Project Welcome pages
This sprint, we’re releasing Project Welcome pages. Welcome pages enable you to easily provide documentation for project visitors and participants about what the project is, how to participate, who to contact, other resources, and so on. Welcome pages are simple. They are just markdown files checked into the root of your Team Foundation Version Control project tree (for example, $/Dark Horse/README.md) or into the root of any Git repo in your project. The default welcome page will be “README.md”, but you can have as many as you like covering different aspects of your project and they will appear in a panel to the left of the welcome page. Here’s an example from one of our projects.
We are using GitHub Flavored Markdown (GFM) as implemented in the Marked library by Chris Jeffrey. It’s really easy to write and quite flexible. If you want to learn more about how to use project welcome pages, check out Martin’s blog post for more details.

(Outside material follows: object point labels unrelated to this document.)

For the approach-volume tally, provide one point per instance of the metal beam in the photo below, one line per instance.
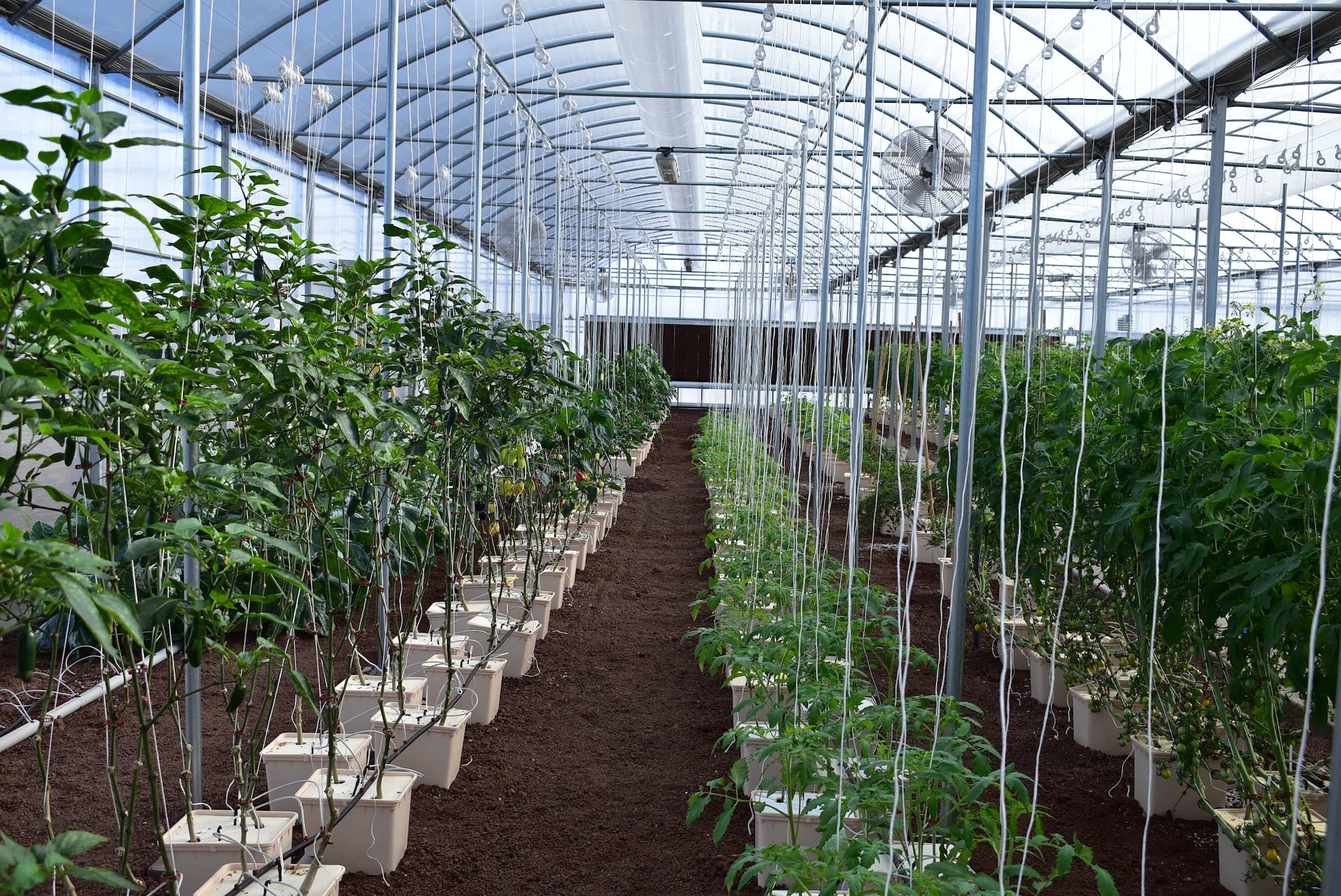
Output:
(969, 365)
(1234, 77)
(1214, 206)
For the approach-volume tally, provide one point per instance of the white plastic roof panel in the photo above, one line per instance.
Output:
(557, 70)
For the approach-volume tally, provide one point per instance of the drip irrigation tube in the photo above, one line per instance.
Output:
(97, 692)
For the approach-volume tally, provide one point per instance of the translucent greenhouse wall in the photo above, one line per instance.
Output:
(340, 210)
(341, 220)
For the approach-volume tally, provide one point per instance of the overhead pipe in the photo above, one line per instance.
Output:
(662, 49)
(969, 375)
(96, 692)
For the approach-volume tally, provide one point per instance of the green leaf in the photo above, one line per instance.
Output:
(147, 141)
(76, 842)
(1064, 858)
(104, 876)
(76, 593)
(304, 686)
(719, 829)
(698, 802)
(141, 548)
(26, 876)
(348, 427)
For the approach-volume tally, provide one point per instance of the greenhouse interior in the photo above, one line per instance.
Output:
(965, 379)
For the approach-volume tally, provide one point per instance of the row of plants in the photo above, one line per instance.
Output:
(274, 454)
(1166, 515)
(859, 777)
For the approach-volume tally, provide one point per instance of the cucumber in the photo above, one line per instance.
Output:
(27, 652)
(238, 695)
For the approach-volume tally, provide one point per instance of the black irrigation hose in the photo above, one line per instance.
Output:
(308, 841)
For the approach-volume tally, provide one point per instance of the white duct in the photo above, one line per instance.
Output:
(1249, 182)
(662, 46)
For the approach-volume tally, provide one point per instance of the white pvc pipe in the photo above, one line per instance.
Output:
(116, 682)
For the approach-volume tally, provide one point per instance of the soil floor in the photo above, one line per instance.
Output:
(580, 785)
(1086, 794)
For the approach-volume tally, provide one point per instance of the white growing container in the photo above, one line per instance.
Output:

Tagging support in the Test Hub
We’ve now enabled support for tags on test cases in the Test Hub. You can see the tags in the test list and easily filter down to the test cases you are most interested in. It’s another nice usability improvement for test case management.
Lots of little things
There are lots of other nice little improvements—bug fixes, performance improvements, usability improvements, and more. One that’s worth giving a minor mention to is that we are working on improving the experience of managing hierarchical backlogs. This sprint we added the ability to assign work to iterations by dragging the work item and dropping it on the iteration. We’ll have more improvements in this area next sprint.